Agent Spotlight: Higginbotham

Higginbotham Chairman, President, and CEO Rusty Reid at the firm’s Dallas/Fort Worth location where he is based.

CEO, RUSTY REID, BELIEVES HIS FIRM’S SUCCESS IS A DIRECT RESULT OF ITS EMPLOYEES’ HARD WORK AND THEIR UNIQUE OWNERSHIP MODEL

Higginbotham isn’t your run-of-the-mill, everyday insurance firm. Unlike most firms, Higginbotham offers and encourages stock ownership among its employees, even going so far as to offer programs to earn stock for just doing one’s job. Because of that encouragement, today almost 100 percent of the employees are shareholders or HIG Unit stockholders. This unique business model is what Rusty Reid, chairman and CEO of Higginbotham, attributes to the firm’s competitive advantage and the drive to do great things.

Reid assumed leadership of the firm in 1989 when there were only 22 employees in one location.

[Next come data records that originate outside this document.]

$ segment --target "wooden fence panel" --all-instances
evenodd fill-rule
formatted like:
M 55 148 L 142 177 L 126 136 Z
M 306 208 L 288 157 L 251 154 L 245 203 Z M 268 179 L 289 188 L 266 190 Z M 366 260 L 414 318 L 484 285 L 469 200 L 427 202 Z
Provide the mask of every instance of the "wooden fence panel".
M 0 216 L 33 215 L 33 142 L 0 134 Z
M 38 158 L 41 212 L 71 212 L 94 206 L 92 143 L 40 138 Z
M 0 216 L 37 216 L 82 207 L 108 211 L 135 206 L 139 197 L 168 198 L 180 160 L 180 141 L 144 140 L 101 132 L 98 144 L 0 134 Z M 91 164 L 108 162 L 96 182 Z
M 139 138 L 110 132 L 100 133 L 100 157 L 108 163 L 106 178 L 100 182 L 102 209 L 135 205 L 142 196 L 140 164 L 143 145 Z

Through organic market growth and a number of acquisitions, Reid used his leadership abilities and strong community partnerships to grow the insurance agency to become full-service and include nearly 1,000 employees with 27 locations in Texas and Oklahoma City. Even after all of this expansion, Reid holds that each Higginbotham branch is fully integrated in every aspect.

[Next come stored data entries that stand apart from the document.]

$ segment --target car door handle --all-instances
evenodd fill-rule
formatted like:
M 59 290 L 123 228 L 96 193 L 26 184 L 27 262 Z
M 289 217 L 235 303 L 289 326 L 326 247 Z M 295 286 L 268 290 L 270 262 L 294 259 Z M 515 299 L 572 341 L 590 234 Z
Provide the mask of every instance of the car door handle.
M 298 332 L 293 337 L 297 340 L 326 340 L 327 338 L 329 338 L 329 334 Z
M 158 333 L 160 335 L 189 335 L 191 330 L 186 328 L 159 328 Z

That kind of growth is impressive, but Reid wasn’t planning to enter the insurance field. After a particularly difficult pre-med class at the University of North Texas, Reid realized he may have been in the wrong field. He decided to speak to his college dean about a change in major and that dean encouraged Reid to follow in the footsteps of his grandfather and his father and try out insurance. Reid found an internship and while working every day after class, fell in love with the industry. After college, Reid began his career in the field and loves it to this day. “If you can wake up every day without having to set your alarm clock, you are probably in the right line of work,” he said.

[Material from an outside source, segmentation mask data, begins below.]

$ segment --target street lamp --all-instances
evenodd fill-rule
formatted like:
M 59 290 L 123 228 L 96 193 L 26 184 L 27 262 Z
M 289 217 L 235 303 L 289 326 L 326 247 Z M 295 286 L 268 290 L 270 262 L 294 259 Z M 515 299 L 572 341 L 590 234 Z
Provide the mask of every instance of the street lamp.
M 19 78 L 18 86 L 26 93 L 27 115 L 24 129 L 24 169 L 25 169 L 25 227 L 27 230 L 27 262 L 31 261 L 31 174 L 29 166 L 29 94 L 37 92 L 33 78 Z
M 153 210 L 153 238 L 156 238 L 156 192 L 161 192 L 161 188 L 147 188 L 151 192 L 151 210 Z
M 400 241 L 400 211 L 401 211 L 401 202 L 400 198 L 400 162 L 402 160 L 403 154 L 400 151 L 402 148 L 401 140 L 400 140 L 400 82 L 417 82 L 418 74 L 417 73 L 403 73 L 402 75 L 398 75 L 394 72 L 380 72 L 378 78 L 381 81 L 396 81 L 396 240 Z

In his early days at Higginbotham, Reid developed an initiative called “Single Source” that enabled businesses to buy all of their P&C insurance and employee benefit plans through one broker, Higginbotham. According to Reid, clients appreciated working with a single agent and they felt the level of service improved. “We must have been doing something right at the time because we had a 97 percent retention rate,” said Reid.

In addition to an impressive retention rate, Higginbotham has been affirmed as an “Elite Agency” by Insurance Business America magazine for four years in a row. Just last year, Reid was also named “CEO of the Year” by Insurance Business America magazine. He believes the great success of the firm is due to its employees’ hard work that’s driven by its unique employee ownership. “The glue that holds us together is that we are all workers and owners,” said Reid. “Everyone has a part to play and we play it to the best of our abilities.”

Higginbotham Chairman, President, and CEO Rusty Reid presents a $5,000 check to Junior Achievement of the Chisholm Trail from the Higginbotham Community Fund. Accepting the check is Junior Achievement’s President Randal Mays, Board of Directors Member Andrea Silva, and Director of Development Priscilla Miller.

Reid, a humble man, treats his success and accolades as something he owes to the efforts of those around him. He likes to joke that because Higginbotham is employee-owned its employees could remove him at any time. “I hate to use the word ‘affirmation’ because I don’t expect anything for coming to work every day and doing my job,” said Reid. However, when asked about his firm’s four-time Elite Agency status he laughed, “But when it’s Higginbotham that gets an award, I brag about that all day!”

“What we try to do every day is exceed the expectations of everyone we interact with: clients, employees, carriers, communities, and shareholders,” said Reid. This desire to be the best is why Higginbotham offers LUBA Workers’ Comp as a carrier for workers’ compensation coverage. Reid believes that it is important for their partners to approach business in a similar way to Higginbotham: To be a steady and dependable provider, which is something they have in common with LUBA. “In this industry, you are going to have claims,” said Reid. “We want our clients to trust and depend on us to take care of them and LUBA enables us to do that.”


“In this industry, you are going to have claims,” said Reid. “We want our clients to trust and depend on us to take care of them and LUBA enables us to do that.”  

Higginbotham also has a robust community outreach program that allows employees to help fund charitable causes of their choosing through the Higginbotham Community Fund, established in 2011. The only requirement is that anyone requesting grants must give to the fund first, be it a little or a lot. “This all helps us to fulfill our vision of being the best community member that we can be,” said Reid. To date, the Higginbotham Community Fund has raised a total of $1,694,218 and granted $1,129,555.

Reid is also personally involved in community development, lending his time and efforts to numerous nonprofit organizations since the early 1990s when a colleague appointed him to the board of the Multiple Sclerosis Society. “I got to see firsthand that doing good work for an organization like that can really improve your life and the lives of those you help,” said Reid. “We wanted to be a company that doesn’t just take from the community, but one that really gives back and tries to make things better for everyone.”